No segundo caso, a certeza que Jesus vem salvar, redimir, devolver-nos a uma vida nova, pré-anunciada na ressurreição desta menina, ao mesmo tempo que dá tempo e vida a esta família. Ele está definitivamente do nosso lado. Caminha connosco. Também está connosco quando sofremos.

As adversidades são inevitáveis, a fé far-nos-á sentir a presença de Deus, dando a confiança para prosseguirmos, alimentando a esperança firme de que a última palavra é do Senhor da vida e do tempo.

3 – A vocação do cristão é seguir Jesus Cristo, imitá-l’O, acolhendo a vontade de Deus, fazendo com que seja o verdadeiro alimento, prosseguindo para se tornar perfeito e misericordioso como Deus, incluindo, sendo bênção para os outros, em palavras e em gestos, pela boca e pela vida, fazendo o que está ao seu alcance para acudir a todos, dando o melhor de si, comprometendo-se desde logo com as pessoas que Deus colocou à sua beira.

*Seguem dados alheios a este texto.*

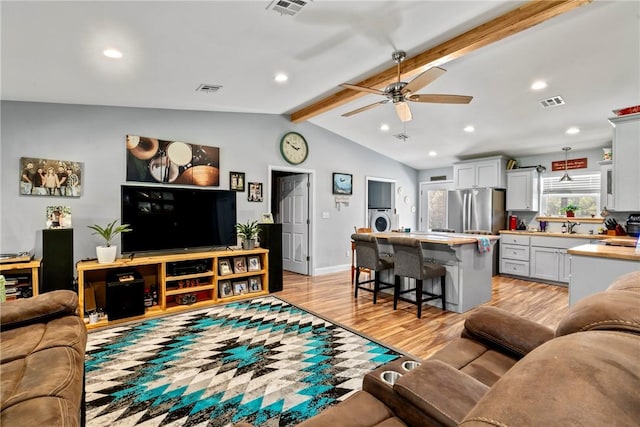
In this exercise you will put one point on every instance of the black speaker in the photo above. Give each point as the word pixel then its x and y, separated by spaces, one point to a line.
pixel 57 260
pixel 271 238
pixel 125 294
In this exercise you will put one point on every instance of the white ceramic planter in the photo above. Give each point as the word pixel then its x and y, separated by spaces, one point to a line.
pixel 106 254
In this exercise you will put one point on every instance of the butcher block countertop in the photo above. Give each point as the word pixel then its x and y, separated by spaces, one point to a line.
pixel 556 234
pixel 441 238
pixel 606 251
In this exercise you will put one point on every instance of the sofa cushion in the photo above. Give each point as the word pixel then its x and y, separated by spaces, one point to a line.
pixel 440 391
pixel 609 310
pixel 360 409
pixel 586 378
pixel 475 359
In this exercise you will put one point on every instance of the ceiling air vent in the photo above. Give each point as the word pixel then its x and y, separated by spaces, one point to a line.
pixel 401 136
pixel 554 101
pixel 208 88
pixel 287 7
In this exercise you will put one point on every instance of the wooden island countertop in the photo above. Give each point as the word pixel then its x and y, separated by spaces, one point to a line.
pixel 606 251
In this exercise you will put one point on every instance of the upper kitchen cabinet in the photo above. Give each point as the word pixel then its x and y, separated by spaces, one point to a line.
pixel 522 190
pixel 626 162
pixel 488 172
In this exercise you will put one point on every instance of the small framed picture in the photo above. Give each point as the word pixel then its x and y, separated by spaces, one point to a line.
pixel 342 183
pixel 240 288
pixel 225 267
pixel 255 284
pixel 236 181
pixel 255 192
pixel 239 264
pixel 225 289
pixel 254 263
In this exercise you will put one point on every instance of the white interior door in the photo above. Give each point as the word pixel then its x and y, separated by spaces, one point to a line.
pixel 433 204
pixel 294 211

Somos cristãos também em casa, ou sobretudo em casa, com a família. Cuidar da família e ter paciência com o marido ou a esposa, com os filhos, com os pais ou com os irmãos, nem sempre é fácil e muitas vezes não é a prioridade. A delicadeza, a atenção, o cuidado são para com os outros, os de fora, os estranhos. Mas é em casa que começa o testemunho e a veracidade da nossa fé e o seguimento de Jesus Cristo, prosseguindo para a vizinhança.

Reflitamos, atenta e demoradamente, nas palavras do apóstolo São Paulo: “Já que sobressaís em tudo – na fé, na eloquência, na ciência, em toda a espécie de atenções e na caridade que vos ensinámos – deveis também sobressair nesta obra de generosidade. Conheceis a generosidade de Nosso Senhor Jesus Cristo: Ele, que era rico, fez-Se pobre por vossa causa, para vos enriquecer pela sua pobreza. Não se trata de vos sobrecarregar para aliviar os outros, mas sim de procurar a igualdade. Nas circunstâncias presentes, aliviai com a vossa abundância a sua indigência para que um dia eles aliviem a vossa indigência com a sua abundância”.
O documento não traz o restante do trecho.